Reeling from the blockage in the Suez Canal, shipping rates for oil product tankers have nearly doubled this week, and several vessels were diverted away from the vital waterway as a giant container ship remained wedged between both banks.
The 400-metres long Ever Given has been stuck in the canal since Tuesday and efforts are under way to free the vessel although the process may take weeks amid bad weather.
The suspension of traffic through the narrow channel linking Europe and Asia has deepened problems for shipping lines that were already facing disruption and delays in supplying retail goods to consumers.
Analysts expect a larger impact on smaller tankers and oil products, in particular naphtha and fuel oil exports from Europe to Asia, if the canal remained shut for weeks.
Read: Oil falls as demand concerns outweigh Suez Canal disruptions
More than 30 oil tankers have been waiting at either side of the canal to pass through since Tuesday, shipping data on Refinitiv showed.

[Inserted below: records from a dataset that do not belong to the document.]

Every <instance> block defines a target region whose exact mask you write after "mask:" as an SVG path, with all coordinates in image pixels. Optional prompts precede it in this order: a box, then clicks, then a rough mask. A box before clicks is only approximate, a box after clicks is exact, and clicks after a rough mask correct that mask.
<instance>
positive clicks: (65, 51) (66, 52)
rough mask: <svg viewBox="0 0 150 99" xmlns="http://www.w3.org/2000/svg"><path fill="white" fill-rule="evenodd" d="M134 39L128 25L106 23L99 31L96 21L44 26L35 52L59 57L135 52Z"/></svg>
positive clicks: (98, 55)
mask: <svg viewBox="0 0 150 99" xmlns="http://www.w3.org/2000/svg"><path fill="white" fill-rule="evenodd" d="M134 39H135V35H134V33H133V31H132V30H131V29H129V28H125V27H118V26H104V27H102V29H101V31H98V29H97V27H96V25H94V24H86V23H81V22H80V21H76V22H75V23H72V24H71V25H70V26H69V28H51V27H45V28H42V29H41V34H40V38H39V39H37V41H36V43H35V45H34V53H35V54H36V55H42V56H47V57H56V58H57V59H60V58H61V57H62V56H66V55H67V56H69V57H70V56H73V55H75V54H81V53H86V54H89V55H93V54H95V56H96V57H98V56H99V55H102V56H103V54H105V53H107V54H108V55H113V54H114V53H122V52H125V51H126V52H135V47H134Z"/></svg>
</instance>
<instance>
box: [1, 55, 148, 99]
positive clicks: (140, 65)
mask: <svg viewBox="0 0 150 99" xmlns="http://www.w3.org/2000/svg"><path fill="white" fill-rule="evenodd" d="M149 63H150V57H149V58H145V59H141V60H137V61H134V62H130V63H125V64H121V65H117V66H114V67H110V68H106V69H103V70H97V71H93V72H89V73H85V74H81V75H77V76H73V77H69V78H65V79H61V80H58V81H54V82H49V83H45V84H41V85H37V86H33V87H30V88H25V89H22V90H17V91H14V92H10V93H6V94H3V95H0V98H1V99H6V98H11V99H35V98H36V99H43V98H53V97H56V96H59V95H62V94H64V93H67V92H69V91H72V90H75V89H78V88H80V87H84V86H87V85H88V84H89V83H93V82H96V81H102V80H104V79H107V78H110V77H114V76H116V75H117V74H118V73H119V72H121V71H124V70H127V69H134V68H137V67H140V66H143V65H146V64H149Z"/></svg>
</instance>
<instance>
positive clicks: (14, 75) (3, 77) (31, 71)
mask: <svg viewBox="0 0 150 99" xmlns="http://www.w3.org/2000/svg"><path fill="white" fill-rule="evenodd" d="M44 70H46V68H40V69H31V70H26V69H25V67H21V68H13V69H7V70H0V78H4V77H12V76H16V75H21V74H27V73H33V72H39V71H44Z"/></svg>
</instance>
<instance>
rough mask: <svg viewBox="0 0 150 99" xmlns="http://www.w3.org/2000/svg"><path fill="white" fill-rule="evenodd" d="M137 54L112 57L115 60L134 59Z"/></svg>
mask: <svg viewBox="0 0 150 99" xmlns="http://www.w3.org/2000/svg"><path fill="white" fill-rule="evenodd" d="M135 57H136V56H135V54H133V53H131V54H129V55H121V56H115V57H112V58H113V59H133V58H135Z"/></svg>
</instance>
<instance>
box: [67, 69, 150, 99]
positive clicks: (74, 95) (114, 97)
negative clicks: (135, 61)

“Aframax and Suezmax rates in the Mediterranean have also reacted first as the market starts to price in fewer vessels being available in the region,” shipbroker Braemar ACM Shipbroking said.
At least four Long-Range 2 tankers that might have been headed towards Suez from the Atlantic basin are now likely to be evaluating a passage around the Cape of Good Hope, Braemar ACM said. Each LR-2 tanker can carry around 75,000 tonnes of oil.
Rising demand for Atlantic Basin crude within Europe will also increase the use of these smaller tankers and support freight rates, it added.
The cost of shipping clean products, such as gasoline and diesel, from the Russian port of Tuapse on the Black Sea to southern France increased from $1.49 per barrel on March 22 to $2.58 a barrel on March 25, a 73% increase, according to Refinitiv.
The 400-meter, 224,000-tonne Ever Given container ship, leased by Taiwan's Evergreen Marine Corp, blocks Egypt's Suez Canal in a BlackSky satellite image taken at 15:30 local time March 25, 2021. PHOTO: REUTERS
The shipping index benchmark for LR2 vessels from the Middle East to Japan, also known as TC1, had climbed to 137.5 worldscale points as of early Friday, compared with 100 worldscale points last week, said Anoop Jayaraj, clean tanker broker at Fearnleys Singapore.
Similarly, the index for freight rates for Long-Range 1 (LR1) vessels on the same route, known as TC5, stood at 130 worldscale points on Friday, up from 125 at the end of last week. Worldscale is an industry tool used to calculate freight rates.
The impact of the shipping delays on energy markets is likely to be mitigated by demand for crude oil and liquefied natural gas (LNG) being in the low season, analysts said.
“The seasonal nature of this flow means that we are unlikely to see pressure put on LNG shippers moving cargoes to the east as the longer and cheaper Cape routes are favoured,” data intelligence firm Kpler said.
Also read: Ship stuck in Suez like a 'beached whale', firm aiming to free it
Several LNG tankers have been diverted, one Singapore-based shipbroker said, adding that sentiment for LNG tanker rates are more positive following the incident.
He added that some European buyers anticipating delays of LNG from Qatar may be considering other options such as buying in the spot market. Still, with demand for LNG being in the low season, the impact may be minimal, analysts said.
If the blockage lasts for two weeks, about one million tonnes of LNG could be delayed for delivery to Europe, Rystad Energy’s head of gas and power markets Carlos Torres Diaz said in a note on Thursday.
This could double to more than two million tonnes of delayed cargo deliveries in a worst case scenario of the Canal being blocked for four weeks, he added.